Advocate Johan Engel­brecht SC agrees with Burger.

“If a robber is pointing an AK47 at a police officer, the police officer cannot first ask him to put down his weapon or fire a warning shot. The police officer will be shot dead before he has had a chance to pull the trigger,” said Engelbrecht.

He said the confusion among police officers about when they are allowed to shoot is being aggravated by political pronouncements that reveal ignorance about Section 49.

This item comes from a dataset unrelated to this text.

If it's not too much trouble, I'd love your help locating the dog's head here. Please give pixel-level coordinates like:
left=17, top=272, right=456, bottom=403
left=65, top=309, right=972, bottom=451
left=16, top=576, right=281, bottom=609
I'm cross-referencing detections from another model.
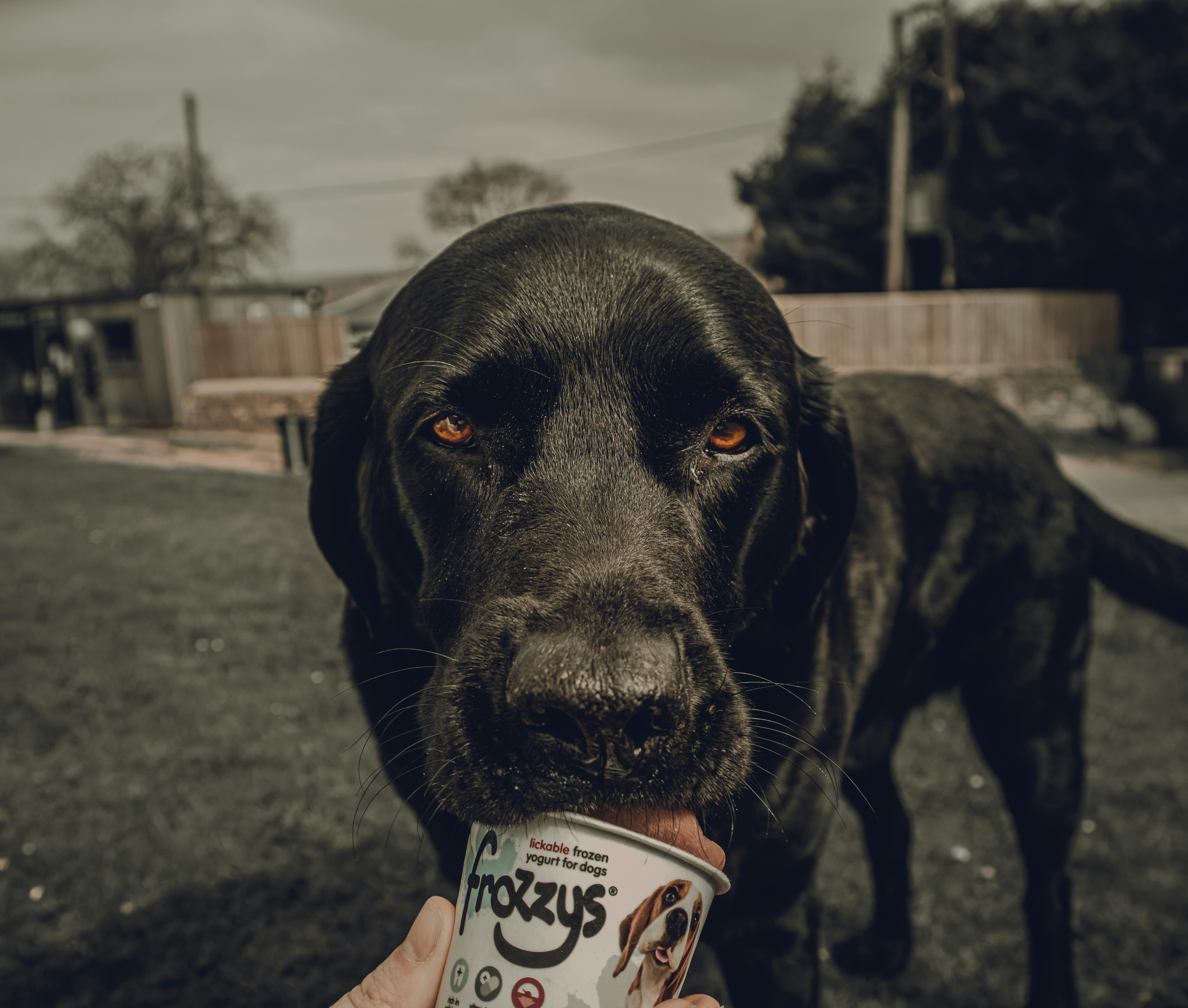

“These create the impression among police officers and the public that they have a free hand to shoot, while that is not the case.

“There is no golden rule that can be laid down about when police officers are allowed to shoot. Every crime scene is unique. Each time, there are unique circumstances that are the determining factor in the decision whether deadly force is necessary or not.”

Nantes Kelder, head of community safety at AfriForum, believes too many innocent people have been shot by officers in the past two years.

In April 2008, James-Thomas Geldart, a squash coach from Benoni, was shot in the genitals and shoulder by members of the Ekurhuleni Metro Police after he ignored a red robot because he was afraid he might be hijacked.

In August 2008, police officers mistook Jan Kotzé (48) and his wife, Millie (50), for house robbers and shot them in front of their home in Meyersdal on the East Rand shortly after their son, Stephan (21), and daughter, Janine (30), had been held captive by robbers in their home. Kotzé was shot 10 times in the chest and his wife four times in the stomach, but they survived.

Kelder said that despite these serious incidents, 2009 was characterised by “strong pronouncements” by politicians that police officers should answer “fire with fire” in the fight against crime.

Mbalula went as far as saying: “Shoot the scumbags” and added that it is “inevitable” that innocent people will die in the crossfire between police officers and criminals.

His remarks came barely a month after police shot and killed a 29-year-old woman from Ga-Rankuwa north of Pretoria because they thought the car she was in was a hijacked vehicle.

A month later, a police officer fatally wounded three-year-old Atlegang Phalane as he sat in front of a relative’s house in Klipfontein View, east of Johannesburg.

Engelbrecht says that while it is true that innocent people have always been in danger of dying in the crossfire between police and criminals, he believes the circumstances in which people are dying should be examined very carefully.

“The police cannot shoot innocent people unlawfully and then claim to have acted in self-defence. Everything points to the fact that self-defence or an emergency situation was not a factor in the shooting incident in which Atlegang was killed.”

According to Kelder, too many cases of abuse of power, incidents of wrongful shooting and arrests are occurring among police officers countrywide.

“It is clear to AfriForum that there are a growing number of police officers who do not possess the necessary judgment to decide when to arrest someone and when not to, yet they now have to decide within a split second whether to shoot or not.”

As an example, Kelder referred to a police officer who was involved in two wrongful shooting incidents and who, in reply to a question whether he knew when to shoot, said “No, but the sergeant knows”.

“AfriForum is also aware of police officers who have attended only three shooting practises during more than 15 years of service,” Kelder said.

He said better-trained police are more necessary than amendments to Section 49.

“There are many brilliant police officers who are well trained and who tackle their work with discipline and dedication. Unfortunately, there are also many incompetent police officers who are badly trained…” Kelder said.

Engelbrecht, too, believes that no purpose would be served by amending Section 49. “The amended Section 49 became effective as far back as 2002, but seven years later there are police officers who are still not sure what they may or may not do.

“As long as members of the police are not trained properly to know how to take a decision within seconds that could make the difference between life and death, then making the provisions of an act clearer won’t help in any way,” Engelbrecht said.